George Peppard, Jan Michael Vincent and the greatest vehicle in movie history!

The 1970s was the decade of the disaster movie. It brought us Airport, Earthquake, Towering Inferno and Meteor. In 1977 it was nuclear holocausts turn with Damnation Alley. This was to be 20th Century Fox’s second foray into the science fiction genre for the year and they were betting big on this film. They expected their other entry for the year to bomb. It was some space opera called Star Wars.

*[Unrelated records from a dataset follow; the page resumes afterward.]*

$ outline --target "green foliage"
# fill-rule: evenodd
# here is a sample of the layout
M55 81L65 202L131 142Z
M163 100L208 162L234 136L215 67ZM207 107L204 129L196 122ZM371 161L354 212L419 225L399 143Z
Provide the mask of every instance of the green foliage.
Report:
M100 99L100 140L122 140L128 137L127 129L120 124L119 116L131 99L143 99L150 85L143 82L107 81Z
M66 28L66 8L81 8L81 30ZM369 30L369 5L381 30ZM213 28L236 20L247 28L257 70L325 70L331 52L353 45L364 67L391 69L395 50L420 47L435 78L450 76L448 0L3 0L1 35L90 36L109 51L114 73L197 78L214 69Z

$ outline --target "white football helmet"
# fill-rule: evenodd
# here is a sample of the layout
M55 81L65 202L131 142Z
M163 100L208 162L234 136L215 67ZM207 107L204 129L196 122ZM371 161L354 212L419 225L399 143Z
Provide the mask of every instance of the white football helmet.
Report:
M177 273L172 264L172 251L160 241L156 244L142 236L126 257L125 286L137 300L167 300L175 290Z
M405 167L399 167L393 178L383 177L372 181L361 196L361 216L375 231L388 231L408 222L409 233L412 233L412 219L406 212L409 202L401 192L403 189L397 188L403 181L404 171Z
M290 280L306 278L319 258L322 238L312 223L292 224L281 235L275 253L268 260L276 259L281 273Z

The budget was so low and the filmmakers so inexperienced, they used stock footage to great effect to show what a nuclear exchange would look like and the damage it would wrought. The detonations knock the Earth off its axis and unleash all manner of climate change, solar storms, tornadoes and floods into this new epoch of human survival. Our heroes are the military men that launched the retaliatory strike and have been living in underground bunkers for the last two years waiting for the radiation levels to drop. 

A catastrophic explosion inside the military base forces them to go on a quest across the USA to find the source of the only radio transmission in the country being made. All that stands in their path is a 100 mile wide patch of land dubbed Damnation Alley.

The Real A-Team

Our heroes Major Denton and Lt. Jake Turner are played by a pre – A Team George Peppard and Jan Michael Vincent. They take the baddest Winnebago before Stripes came along across a post apocalyptic America, picking up stray survivors as they brave mutated humans, giant scorpions and irradiated cockroaches to attempt to reach New York. Hell, I half expected then to run into Mad Max on their journey. My only criticism of this movie was how abruptly it ended. Almost like it went over budget and they pulled the plug. Which it kind of did. But every penny  spent is up on the screen.

The Landmaster

Did I mention the real star of this movie is one of the greatest vehicles in cinema history called The Landmaster? It’s an amphibious armored personnel carrier that can go 60 MPH on land, traverse 60 degree inclines on a rotating twelve wheel chassis, floats in water and fires missiles. It was constructed at a cost of $350k and was so impressive, the studio demanded more of it in the final cut. The DVD has an awesome interview with its creator Dean Jeffries, who tells us what went into its design and whatever became of it in case you were wondering. Because I sure as hell was.

I don’t think this movie even went on to obtain cult status. But thanks to Scream Factory this movie has been plucked from obscurity, lovingly restored and given a DVD release complete with extras. I remember this as the loudest movie I have ever sat through. Turns out this was the first use of a new sound technology in movies called Sound 360, which predated Dolby. Another tidbit from the DVD extras was that Steve McQueen was the first choice for Peppard’s role as senior military man but he wanted too much money.

This is one of those forgotten gems that screams out to be remade. Are you listening Hollywood? You’ve remade everything else. Bring The Landmaster back!


  1. It wasn’t a cheapie production (its reported budget ranges from $8M to $15M – so nearly as much as STAR WARS did, or half again as much!), the cast was overqualified given how it turned out, and while director Jack Smight may be the true Worst Director Ever (his filmmaking style was akin to directing traffic) studios loved him and his movies were largely successful. The original screenplay by Lukas Heller hewed far closer to the original novella (which Zelazny described as “a straight action yarn written after reading Hunter S. Thompson’s HELL’S ANGELS”) than the complete rewrite by Alan Sharp which removed everything that made the source material interesting.